If it means there is a connection to your DB through his child then continue the link. It doesn't have be a birthday gift though that is the obvious thing. Do your DC have feelings about this?
The mother of the child is young and will move on with her life. You can be a friend to this child and be able to talk about his dad when he's older.

mumofmadboys Sun 26-Apr-20 23:47:34

I would buy a present and stop agonising over it. The situation will become clearer over the next year or two. Feelings after siblings die stir up a lot of emotions. With time these feelings will settle a bit and any resentment you feel will be felt less acutely.

NotSpaghetti Mon 27-Apr-20 10:07:13

Having not known my cousins, as an adult I find this to be a loss. I’d send a simple card with a small book token in. I would be inclined to keep on doing it each year. I know I’d have been pleased, later in life, to have someone making a small gesture like that and it just keeps the door ajar for others in the family, or much later on.
Good look.

Nannan2 Mon 27-Apr-20 10:12:50

Not being rude rizlett,but (if the DC is 'darling children' - though why you all here on gransnet or mumsnet have to put "darling" in front of everything is beyond me!)But,why would you stop buying your own children a gift just because theyve grown up?I have a big family,but always still buy my Adult children a present for christmas and birthdays, you love them,so why wouldnt you show that,by buying a gift you know they'll love?doesnt matter how old they are,theyre still your child,just older! Same goes for grandchildren.hmm

Canklekitten Mon 27-Apr-20 10:15:52

I dont see what the problem is. You clearly have issues with your brother and his wife so move on. I only buy gifts for people I genuinely care about and they know it's been bought with love. Why bother buying a present for someone when you have negative underlying feelings towards them?? If you care about the child send it a gift, if not dont bother. Simple!

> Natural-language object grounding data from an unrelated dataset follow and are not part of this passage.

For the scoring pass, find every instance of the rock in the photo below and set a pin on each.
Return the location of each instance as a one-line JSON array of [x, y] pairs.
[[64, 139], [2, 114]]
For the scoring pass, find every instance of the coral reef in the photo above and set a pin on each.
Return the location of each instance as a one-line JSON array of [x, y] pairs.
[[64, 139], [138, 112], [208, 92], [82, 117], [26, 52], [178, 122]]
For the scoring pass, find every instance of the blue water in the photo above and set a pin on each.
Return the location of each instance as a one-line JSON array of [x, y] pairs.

Nannan2 Mon 27-Apr-20 10:16:29

And yes,as Not spaghetti says,send a nice book with a token in,then the mum can either get a childrens book to read to child when older,or a 'classic book' to save.With a cover note to wish them 'all the best' for the future.with maybe similar at christmas?smile

Jillybird Mon 27-Apr-20 10:33:55

I'd go for the card option. If you don't want to spend money on the baby, don't. A gift has to be given willingly, not out of 'duty' or expectation or whatever. That way you are leaving the door open for the baby who is blameless in all this. As he gets older he may be grateful. If not you can cease the practice. See how things develop.

Riggie Mon 27-Apr-20 10:50:33

vampirequeen you cant buy "a few" premium bonds these days. The minimum is £25. (Which js more than a few in my books!!)

fluttERBY123 Mon 27-Apr-20 11:02:25

Your mother will be doing things for her grandchild, not her dil.

kwest Mon 27-Apr-20 11:17:37

You answered your own question. Yes it would be mean.
Live by your own standards so that you can 'look yourself in the eye'. Just because other people have low standards and can be mean-spirited, you don't have to drop to their levels.